OPNsense Forum
Archive => 21.1 Legacy Series => Topic started by: sinayion on July 11, 2021, 05:07:46 pm
-
Hi,
First of all, I'm really sorry if there is an answer for this somewhere. I've been googling this for an hour, and I am lost between what I think are contradictory answers, and not-so-obvious answers.
I just installed opnsense for the first time, and I want to use Cloudflare's 1.1.1.1/1.0.0.1 DNS servers. This is what I have done, and I'm not sure if this is right:
- Unbound is enabled by default, at Services->Unbound DNS->General
- In the above page, I enabled DNSSEC, register leases, and register static mappings
- I set the desired DNS servers at System->Settings->General->DNS Servers (both for ipv4 and ipv6, Cloudflare)

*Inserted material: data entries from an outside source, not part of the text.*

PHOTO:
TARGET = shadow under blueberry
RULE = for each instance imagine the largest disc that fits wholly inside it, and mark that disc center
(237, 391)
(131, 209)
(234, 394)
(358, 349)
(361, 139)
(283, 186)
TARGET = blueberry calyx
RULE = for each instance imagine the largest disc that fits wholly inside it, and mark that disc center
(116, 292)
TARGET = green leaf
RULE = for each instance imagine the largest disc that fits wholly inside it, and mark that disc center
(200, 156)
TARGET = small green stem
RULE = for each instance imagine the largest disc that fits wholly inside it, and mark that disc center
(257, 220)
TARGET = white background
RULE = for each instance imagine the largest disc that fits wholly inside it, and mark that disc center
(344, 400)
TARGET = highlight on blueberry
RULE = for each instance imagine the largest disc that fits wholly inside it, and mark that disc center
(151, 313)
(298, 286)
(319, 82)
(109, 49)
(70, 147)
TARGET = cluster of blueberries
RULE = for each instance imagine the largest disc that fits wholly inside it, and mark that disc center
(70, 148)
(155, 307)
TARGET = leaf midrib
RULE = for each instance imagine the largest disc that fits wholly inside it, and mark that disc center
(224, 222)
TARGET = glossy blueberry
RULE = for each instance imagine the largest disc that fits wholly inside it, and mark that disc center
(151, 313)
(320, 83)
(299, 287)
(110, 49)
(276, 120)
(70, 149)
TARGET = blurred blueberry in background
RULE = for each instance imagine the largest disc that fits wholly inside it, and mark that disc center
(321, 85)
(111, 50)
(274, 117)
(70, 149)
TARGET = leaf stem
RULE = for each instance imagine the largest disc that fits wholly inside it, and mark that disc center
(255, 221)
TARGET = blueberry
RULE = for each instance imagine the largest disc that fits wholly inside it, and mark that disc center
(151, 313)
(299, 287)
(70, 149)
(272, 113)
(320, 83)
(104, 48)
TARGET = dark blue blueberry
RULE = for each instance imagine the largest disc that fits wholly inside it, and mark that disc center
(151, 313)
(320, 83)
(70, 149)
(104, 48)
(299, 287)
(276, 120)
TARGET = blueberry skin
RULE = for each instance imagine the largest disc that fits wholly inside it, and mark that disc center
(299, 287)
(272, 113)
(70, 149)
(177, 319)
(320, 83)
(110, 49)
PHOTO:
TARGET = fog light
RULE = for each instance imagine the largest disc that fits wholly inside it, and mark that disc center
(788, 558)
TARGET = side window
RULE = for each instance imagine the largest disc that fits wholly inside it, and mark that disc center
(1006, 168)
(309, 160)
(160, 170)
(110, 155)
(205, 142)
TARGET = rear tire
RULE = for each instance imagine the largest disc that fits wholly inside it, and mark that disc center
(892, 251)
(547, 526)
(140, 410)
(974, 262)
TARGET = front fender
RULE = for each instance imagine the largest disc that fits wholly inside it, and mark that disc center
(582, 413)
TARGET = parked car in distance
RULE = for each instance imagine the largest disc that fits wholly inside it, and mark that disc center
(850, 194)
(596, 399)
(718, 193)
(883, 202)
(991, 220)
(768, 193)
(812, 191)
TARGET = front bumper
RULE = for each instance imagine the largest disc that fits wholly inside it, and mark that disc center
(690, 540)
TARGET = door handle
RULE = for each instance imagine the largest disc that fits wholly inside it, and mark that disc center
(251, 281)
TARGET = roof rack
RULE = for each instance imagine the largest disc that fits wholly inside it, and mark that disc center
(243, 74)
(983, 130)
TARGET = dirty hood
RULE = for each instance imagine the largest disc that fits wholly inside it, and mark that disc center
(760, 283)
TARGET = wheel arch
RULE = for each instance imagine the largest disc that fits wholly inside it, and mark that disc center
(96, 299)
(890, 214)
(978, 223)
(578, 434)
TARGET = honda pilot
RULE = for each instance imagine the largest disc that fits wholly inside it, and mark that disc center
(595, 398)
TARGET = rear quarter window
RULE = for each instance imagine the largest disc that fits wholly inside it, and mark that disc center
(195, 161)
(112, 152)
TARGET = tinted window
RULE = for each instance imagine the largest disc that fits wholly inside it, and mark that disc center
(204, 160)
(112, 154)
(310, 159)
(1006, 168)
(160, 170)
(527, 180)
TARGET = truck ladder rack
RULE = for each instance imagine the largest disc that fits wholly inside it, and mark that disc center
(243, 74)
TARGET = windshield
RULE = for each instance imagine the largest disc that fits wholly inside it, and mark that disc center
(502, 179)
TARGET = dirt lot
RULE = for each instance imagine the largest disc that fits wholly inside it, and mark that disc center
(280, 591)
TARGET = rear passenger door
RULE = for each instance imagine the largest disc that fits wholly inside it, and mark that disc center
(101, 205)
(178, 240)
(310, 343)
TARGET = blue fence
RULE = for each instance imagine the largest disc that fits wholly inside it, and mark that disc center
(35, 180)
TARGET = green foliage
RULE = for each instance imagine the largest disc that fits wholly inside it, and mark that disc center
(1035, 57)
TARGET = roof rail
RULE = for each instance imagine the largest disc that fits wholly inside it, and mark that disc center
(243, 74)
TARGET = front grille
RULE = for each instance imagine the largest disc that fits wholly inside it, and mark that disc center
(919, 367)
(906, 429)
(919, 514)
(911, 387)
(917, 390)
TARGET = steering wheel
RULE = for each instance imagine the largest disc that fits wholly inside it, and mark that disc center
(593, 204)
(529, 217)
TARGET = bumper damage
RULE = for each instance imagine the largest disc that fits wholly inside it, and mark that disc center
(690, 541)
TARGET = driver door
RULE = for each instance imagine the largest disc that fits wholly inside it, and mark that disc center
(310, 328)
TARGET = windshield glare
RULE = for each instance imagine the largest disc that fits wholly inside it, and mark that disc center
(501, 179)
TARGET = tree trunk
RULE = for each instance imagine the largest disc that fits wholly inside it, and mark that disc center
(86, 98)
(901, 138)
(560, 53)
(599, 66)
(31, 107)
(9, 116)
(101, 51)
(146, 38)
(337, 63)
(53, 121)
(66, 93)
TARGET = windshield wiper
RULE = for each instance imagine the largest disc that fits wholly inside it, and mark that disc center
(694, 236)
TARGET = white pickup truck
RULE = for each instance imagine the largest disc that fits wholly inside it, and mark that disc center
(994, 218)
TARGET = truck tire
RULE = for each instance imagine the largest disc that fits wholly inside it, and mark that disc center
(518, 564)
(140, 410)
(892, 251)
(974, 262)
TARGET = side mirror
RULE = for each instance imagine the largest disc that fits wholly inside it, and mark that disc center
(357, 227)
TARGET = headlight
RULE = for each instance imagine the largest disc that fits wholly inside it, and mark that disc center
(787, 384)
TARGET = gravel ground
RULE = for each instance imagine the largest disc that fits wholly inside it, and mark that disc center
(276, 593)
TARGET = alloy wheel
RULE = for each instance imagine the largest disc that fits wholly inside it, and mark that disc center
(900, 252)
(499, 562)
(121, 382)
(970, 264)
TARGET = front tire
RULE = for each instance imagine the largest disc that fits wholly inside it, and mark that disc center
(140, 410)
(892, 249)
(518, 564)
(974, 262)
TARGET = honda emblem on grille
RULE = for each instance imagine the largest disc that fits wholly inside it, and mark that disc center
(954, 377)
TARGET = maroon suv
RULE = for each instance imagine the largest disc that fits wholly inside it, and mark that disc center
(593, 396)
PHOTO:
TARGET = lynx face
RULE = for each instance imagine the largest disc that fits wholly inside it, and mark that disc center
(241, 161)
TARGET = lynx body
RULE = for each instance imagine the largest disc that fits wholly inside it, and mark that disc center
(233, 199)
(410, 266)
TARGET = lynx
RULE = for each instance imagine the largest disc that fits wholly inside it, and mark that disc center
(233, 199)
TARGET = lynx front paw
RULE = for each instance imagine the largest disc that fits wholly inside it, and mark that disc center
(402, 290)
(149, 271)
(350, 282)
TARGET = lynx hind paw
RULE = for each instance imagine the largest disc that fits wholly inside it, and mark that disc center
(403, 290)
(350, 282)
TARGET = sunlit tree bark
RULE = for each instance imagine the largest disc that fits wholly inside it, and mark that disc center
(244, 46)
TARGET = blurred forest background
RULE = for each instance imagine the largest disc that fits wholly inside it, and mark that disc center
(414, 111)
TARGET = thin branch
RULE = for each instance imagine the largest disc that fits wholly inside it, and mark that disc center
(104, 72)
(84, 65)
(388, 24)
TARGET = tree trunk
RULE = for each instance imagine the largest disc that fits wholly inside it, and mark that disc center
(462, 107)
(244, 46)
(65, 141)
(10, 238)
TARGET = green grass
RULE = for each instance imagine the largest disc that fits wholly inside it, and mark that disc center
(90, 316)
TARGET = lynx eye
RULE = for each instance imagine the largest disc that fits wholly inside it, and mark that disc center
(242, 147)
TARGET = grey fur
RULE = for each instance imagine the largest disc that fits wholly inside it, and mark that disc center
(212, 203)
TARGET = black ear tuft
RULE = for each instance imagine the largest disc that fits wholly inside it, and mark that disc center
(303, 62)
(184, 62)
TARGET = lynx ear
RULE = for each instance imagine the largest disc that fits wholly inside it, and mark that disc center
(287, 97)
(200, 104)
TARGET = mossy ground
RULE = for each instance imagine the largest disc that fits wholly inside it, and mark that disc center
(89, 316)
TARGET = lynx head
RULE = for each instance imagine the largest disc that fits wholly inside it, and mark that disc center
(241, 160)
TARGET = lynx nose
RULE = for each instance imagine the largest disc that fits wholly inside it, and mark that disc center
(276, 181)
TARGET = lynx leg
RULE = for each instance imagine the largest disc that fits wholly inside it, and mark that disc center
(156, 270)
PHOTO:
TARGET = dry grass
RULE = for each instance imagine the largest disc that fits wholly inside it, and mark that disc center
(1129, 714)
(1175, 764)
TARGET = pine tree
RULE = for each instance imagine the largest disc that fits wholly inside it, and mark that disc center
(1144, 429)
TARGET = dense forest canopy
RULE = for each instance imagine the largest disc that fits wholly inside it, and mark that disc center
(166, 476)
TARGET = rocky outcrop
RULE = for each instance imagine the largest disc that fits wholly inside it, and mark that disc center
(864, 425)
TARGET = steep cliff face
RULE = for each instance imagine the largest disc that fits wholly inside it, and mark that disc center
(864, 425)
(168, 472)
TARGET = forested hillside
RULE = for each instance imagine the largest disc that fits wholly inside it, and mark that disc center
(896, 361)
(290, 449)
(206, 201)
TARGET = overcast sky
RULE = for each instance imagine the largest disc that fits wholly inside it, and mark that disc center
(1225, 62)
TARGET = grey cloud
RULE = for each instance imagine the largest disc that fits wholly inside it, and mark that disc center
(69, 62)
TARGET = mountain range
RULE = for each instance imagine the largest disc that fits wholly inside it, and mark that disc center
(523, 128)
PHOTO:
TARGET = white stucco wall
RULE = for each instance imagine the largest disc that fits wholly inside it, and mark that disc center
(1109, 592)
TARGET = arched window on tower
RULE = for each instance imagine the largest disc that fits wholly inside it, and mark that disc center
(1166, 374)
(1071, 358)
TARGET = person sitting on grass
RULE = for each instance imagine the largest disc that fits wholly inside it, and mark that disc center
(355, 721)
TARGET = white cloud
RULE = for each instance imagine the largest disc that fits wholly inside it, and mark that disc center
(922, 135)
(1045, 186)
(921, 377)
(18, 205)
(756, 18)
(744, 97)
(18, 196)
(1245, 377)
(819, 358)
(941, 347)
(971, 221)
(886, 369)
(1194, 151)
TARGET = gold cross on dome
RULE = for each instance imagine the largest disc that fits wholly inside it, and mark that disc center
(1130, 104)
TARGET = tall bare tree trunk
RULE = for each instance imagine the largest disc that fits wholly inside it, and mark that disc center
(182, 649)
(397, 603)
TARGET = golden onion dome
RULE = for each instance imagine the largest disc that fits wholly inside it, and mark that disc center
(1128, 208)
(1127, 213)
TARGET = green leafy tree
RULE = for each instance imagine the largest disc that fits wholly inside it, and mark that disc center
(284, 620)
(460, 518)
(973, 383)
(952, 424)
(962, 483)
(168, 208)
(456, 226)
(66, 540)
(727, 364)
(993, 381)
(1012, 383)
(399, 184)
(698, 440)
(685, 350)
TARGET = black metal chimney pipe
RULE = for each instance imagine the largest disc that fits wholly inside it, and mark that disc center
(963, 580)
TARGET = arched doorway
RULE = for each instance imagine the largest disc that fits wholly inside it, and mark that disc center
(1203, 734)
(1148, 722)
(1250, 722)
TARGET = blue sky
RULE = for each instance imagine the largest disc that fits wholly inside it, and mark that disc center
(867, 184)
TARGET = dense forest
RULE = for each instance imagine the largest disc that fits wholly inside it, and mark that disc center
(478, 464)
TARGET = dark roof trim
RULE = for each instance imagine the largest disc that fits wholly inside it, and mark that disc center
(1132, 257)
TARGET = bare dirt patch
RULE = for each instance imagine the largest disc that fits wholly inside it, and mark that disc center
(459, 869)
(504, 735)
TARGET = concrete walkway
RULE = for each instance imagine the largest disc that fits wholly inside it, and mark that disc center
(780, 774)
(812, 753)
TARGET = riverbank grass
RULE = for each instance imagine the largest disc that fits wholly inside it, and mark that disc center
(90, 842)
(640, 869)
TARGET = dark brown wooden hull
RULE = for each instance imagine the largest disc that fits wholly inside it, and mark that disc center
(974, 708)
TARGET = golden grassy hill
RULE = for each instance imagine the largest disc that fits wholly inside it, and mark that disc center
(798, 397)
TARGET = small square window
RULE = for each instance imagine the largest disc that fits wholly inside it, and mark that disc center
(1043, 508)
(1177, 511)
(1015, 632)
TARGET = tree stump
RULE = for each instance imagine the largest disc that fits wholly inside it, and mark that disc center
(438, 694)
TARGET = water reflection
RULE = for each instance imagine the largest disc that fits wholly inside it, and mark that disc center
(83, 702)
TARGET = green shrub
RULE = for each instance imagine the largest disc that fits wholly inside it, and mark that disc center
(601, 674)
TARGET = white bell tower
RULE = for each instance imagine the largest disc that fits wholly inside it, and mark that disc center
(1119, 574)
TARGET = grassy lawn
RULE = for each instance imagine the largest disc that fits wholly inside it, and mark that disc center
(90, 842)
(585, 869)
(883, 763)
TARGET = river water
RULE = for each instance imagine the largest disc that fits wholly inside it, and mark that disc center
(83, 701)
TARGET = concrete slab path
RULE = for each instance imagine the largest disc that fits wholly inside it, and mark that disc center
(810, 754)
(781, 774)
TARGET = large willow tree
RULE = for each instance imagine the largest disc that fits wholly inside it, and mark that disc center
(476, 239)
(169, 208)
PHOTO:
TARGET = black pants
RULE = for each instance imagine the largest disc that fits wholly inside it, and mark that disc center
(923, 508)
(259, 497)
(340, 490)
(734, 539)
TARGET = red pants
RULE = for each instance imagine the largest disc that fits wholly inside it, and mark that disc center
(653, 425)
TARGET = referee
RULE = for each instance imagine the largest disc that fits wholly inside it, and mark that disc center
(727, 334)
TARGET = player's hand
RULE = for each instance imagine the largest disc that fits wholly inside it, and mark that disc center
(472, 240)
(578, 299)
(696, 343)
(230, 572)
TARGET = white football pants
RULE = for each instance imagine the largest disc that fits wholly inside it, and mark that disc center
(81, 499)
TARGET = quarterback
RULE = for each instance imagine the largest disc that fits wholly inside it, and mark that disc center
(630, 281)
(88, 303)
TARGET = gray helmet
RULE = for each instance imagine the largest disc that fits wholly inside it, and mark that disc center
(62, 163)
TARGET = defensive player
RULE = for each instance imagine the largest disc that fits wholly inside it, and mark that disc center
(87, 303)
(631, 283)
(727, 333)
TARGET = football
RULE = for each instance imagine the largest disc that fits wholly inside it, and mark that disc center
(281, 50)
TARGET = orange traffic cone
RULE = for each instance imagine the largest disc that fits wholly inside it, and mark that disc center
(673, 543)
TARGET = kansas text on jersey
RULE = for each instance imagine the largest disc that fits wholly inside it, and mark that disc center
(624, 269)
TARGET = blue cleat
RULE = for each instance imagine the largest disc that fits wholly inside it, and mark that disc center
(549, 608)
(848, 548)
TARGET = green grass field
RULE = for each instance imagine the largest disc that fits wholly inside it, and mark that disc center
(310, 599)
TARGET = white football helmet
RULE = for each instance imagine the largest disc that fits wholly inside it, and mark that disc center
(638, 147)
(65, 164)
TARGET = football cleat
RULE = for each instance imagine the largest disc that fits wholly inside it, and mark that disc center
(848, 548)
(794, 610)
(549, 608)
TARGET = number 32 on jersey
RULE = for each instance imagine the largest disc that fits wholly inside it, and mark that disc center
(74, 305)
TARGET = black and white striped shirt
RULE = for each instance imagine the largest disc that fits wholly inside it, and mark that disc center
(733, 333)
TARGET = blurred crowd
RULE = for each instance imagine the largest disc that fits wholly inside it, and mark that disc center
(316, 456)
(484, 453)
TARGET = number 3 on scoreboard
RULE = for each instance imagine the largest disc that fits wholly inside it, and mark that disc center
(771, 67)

- I unchecked "Allow DNS server list to be overridden by DHCP/PPP on WAN" in the same page as above
My devices now show my opnsense local IP as their DNS server. I am assuming that Unbound is looking at the Cloudflare DNS settings I made earlier, and using those as its "dns root servers". Am I wrong? How does Unbound decide on which DNS servers to use, especially since I disabled "Allow DNS server list to be overridden by DHCP/PPP on WAN"?
If I am 100% wrong above with my desired outcome, what is the correct way to use Unbound, and also use any custom DNS? In the following post, franco states the term "dns root servers". I really want to understand the priority/how Unbound "knows" what the current root DNS servers are: https://forum.opnsense.org/index.php?topic=6332.msg26951#msg26951.
-
The only way to make sure you're using the desired DNS servers is to employ DoH or DoT, otherwise your ISP can be intercepting all your DNS queries and answering it as if it were Cloudflare.
Check out the Tutorials section on the forum, there's plenty of good documentation on how to use DoH/DoT with Unbound.